In TNE, of course, your missile can be as fast as you want. Then again, so can the ships. (Mind I do not know what, if any, limits their are on gravitic compensation for ships -- people don't do well at high Gs for sustained periods.)

In CT we simply didn't have (or were not allowed) to have a faster than 6G drive.

Being able to outrun missiles is an important aspect as it basically empower maneuverability to affect outcomes and be used as a tactic.

If the missile are too fast, then I won't bother "dodging" them, or trying to out run them, I'll simply armor up and build more point defense to counter them directly.

In SFB (I know, I know, I keep coming back to it, but it's really good at this kind of stuff) it's not uncommon to see ships fleeing seeking weapons. This gives the weapons power not so much in their ability do actual damage (though, of course, that is there), but it their ability to control space an territory.

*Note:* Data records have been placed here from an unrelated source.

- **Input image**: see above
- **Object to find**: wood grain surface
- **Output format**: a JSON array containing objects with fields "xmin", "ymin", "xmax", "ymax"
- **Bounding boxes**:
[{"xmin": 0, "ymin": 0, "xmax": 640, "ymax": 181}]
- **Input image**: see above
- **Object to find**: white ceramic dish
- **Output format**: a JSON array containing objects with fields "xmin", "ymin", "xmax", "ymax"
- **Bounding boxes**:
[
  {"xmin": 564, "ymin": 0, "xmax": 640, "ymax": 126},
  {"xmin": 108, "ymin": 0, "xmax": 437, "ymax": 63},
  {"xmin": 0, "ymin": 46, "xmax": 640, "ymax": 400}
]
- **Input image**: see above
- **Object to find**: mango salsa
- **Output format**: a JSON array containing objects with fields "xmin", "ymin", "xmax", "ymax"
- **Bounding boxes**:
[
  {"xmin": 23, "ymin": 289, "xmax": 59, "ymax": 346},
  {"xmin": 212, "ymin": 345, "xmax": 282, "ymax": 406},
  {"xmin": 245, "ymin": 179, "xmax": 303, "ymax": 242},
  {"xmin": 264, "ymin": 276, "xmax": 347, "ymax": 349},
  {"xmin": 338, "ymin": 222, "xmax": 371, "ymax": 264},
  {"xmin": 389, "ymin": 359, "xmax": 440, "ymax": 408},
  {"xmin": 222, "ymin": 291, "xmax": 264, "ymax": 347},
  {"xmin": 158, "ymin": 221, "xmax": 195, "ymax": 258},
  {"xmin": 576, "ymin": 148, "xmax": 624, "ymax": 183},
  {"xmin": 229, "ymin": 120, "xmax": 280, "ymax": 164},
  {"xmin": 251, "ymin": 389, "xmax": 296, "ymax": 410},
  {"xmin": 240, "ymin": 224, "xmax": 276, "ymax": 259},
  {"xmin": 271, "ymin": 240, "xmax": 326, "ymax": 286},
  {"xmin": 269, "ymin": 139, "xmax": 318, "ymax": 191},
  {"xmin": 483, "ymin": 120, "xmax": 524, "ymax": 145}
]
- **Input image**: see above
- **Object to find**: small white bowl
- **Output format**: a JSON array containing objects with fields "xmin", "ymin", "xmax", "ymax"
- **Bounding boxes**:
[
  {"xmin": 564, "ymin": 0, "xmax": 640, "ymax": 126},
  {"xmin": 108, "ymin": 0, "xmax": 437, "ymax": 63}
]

You'll see ships closing, then someone lobs out a cloud of drones or plasma torpedoes, and watch the attackers fire (at a longer range than they'd have liked), turn tail, and run. You'll see folks fire them not so much to damage the attackers, but to make them turn away. Keep them out of overload range, give you some space. Heavy drone users are skilled at using them to control the board. Nothing like letting a lingering scatter pack (a space shuttle filled with 6 drones...or is it?) as a deterrent to keep folks away.

If that can't work, if you can't out avoid these seeking weapons, then...you won't. You'll just armor up, bite down hard, and try to shoot them out of the sky, and eat what's left over but never losing your focus on closing with your real target. It's not that they're not a deterrent, but the opponent can't do much about them. That makes the ship carrying them a deterrent (since they may let fly at any time), but not the missiles themselves. They're just an artifact of damage coming your way just like a meson beam.

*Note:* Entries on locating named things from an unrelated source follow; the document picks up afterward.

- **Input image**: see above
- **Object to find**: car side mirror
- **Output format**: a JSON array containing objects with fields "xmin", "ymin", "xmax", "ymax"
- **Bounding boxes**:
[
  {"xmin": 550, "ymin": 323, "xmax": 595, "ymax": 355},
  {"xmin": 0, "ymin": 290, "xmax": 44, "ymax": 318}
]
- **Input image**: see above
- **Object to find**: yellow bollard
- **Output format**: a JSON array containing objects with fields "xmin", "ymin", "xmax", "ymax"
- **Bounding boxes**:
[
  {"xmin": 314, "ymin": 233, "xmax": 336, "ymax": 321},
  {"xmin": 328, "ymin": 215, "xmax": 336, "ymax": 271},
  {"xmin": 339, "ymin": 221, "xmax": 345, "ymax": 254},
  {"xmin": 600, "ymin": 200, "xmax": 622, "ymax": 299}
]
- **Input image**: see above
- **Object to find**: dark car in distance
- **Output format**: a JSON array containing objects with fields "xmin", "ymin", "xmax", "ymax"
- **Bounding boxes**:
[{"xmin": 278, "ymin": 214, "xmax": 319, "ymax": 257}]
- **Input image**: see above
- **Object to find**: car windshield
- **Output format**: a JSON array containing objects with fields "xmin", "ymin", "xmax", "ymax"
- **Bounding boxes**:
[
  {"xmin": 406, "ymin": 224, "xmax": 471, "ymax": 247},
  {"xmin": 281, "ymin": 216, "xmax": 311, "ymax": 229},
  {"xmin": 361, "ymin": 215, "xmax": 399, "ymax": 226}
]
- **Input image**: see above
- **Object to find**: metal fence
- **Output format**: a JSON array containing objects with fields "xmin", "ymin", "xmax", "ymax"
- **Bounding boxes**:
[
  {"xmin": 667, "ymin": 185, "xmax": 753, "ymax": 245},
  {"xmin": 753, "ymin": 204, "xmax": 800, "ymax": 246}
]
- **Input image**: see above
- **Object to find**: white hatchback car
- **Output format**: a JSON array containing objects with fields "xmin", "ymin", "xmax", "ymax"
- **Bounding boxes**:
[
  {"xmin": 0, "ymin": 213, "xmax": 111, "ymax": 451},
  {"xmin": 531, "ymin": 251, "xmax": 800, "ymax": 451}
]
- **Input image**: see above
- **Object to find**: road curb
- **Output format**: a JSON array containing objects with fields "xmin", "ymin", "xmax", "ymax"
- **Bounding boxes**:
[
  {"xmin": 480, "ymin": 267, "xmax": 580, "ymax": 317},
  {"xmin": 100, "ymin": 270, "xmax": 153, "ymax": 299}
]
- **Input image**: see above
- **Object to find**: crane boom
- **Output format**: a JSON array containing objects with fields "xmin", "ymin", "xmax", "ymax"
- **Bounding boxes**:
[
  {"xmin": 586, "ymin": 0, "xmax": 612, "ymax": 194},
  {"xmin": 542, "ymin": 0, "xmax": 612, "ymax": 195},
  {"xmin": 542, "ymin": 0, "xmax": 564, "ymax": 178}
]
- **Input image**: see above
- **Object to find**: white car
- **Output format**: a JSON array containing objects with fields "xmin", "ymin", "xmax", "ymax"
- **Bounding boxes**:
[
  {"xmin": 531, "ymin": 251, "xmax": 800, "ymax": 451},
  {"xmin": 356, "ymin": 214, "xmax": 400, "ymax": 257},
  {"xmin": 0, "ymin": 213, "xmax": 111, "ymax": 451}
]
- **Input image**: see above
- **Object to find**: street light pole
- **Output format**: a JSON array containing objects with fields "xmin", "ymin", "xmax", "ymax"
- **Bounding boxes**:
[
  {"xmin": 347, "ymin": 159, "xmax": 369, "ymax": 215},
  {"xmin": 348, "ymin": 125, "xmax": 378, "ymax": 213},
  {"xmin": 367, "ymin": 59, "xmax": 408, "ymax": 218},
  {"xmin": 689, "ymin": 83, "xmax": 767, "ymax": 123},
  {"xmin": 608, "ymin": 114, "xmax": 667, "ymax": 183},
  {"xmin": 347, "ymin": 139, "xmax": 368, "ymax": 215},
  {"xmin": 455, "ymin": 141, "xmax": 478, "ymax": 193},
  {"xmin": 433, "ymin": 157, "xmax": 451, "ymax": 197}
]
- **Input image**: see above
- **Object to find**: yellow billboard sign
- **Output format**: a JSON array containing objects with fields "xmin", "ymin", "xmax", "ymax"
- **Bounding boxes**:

This is a key, to me, issue with the game play in general, about "space combat". It's just a slugfest in open space. Who can do the most damage to who, faster. Just two armored boxes running in close to each other, firing as often as they can hoping they open up the other guy first. Pedal to the metal, *WHAM**WHAM**WHAM**WHAM**WHAM**WHAM**WHAM* until somebody breaks.

There's no dance.

In Ouray, a town in Colorado. On the 4th of July (I should say, on the the 4th of July I happened to be there, but it felt like an annual event), they would cordon off one of the down town intersections. It would be surrounded by spectators. Then they would hook up firehoses to the juxtaposed hydrants kitty corner from each other.

Two teams of 3 (maybe for) folks in padded rain suits, safety goggle, and plastic face masks would then pick up their respective firehouse, turn them on full blast, and proceed to pound the other team with it. Each team would then close on each other, occasionally rotating the person in front to the back, until they're on top of each other. Hoses pummeling them until, eventually, one of the teams succumbs.

The one I saw, it seemed that one of the teams lead guy managed to take the stream of water under the chin. His mask went flying one way, he went flying the other, the hose got loose and the water scythed in to the crowd like a bunch of suicidal groupies before they managed to get it under control.

Space combat, I think, is something like that.
Would a ship go into a protective mode of venting the atmosphere (everybody suits up) to prevent explosive decompression when a missile strikes a craft?